After she earned a teaching certificate she left the orphanage and taught briefly in Durban before she moved to Johannesburg to become a journalist. Her career was marred by racism and sexism, as she was the only female journalist for the publication she worked for. However, her career allowed her to meet members of the Pan Africanist Congress in the early 1960s, who sought the removal of the apartheid system in South Africa and a return to self government by black Africans. She was introduced to her future husband, Harold Head, an anti-apartheid activist, who she married in 1961 and subsequently divorced three years later. She joined the Pan Africanist Congress, and her activities led to her arrest and imprisonment. She sought asylum and left South Africa for neighboring Botswana with her son in 1964. She was accepted as an alien refugee there, on the condition that she would never attempt to return to her home country.

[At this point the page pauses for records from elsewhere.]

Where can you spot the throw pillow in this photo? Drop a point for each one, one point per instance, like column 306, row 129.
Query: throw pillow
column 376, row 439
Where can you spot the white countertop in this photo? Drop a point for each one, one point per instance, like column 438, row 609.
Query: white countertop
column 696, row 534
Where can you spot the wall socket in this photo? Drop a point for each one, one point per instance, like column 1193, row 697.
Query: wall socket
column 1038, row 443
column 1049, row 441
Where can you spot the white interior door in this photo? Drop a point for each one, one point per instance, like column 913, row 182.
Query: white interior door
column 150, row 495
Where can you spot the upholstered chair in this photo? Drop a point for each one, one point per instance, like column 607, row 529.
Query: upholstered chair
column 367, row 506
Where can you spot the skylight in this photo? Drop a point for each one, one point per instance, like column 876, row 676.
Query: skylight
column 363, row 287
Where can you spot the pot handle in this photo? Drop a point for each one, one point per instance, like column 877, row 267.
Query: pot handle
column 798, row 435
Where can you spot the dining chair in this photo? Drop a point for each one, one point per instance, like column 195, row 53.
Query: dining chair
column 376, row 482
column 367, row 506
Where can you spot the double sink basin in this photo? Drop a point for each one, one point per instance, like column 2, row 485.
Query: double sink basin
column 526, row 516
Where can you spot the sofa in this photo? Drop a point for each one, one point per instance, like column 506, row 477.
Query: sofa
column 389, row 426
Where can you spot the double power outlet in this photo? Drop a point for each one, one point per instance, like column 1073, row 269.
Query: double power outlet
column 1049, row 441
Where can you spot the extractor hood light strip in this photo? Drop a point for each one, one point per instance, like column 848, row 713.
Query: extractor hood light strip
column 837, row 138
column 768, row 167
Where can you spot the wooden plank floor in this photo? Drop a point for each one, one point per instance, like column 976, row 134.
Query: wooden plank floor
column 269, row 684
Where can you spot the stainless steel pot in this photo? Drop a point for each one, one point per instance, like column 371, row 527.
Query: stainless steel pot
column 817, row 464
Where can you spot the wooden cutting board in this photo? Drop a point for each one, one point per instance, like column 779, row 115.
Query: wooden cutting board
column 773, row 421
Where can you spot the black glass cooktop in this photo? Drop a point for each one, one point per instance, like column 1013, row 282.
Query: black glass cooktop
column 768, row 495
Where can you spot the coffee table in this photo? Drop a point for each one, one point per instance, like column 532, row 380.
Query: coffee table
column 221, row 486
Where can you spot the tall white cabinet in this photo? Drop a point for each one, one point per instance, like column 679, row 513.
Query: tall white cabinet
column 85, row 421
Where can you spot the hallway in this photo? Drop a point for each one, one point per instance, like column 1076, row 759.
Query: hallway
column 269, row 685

Bessie Head taught and became an agricultural worker in Botswana, but was very lonely and was ostracized in her new surroundings, which led to a nervous breakdown and hospitalization in a mental health facility. She began to write after her release from hospital and slowly gained recognition for her short stories and novels, which allowed her to escape crushing poverty that resulted from her loss of work. Just as she was becoming an acclaimed writer she contracted hepatitis, which led to her premature death at the age of 48.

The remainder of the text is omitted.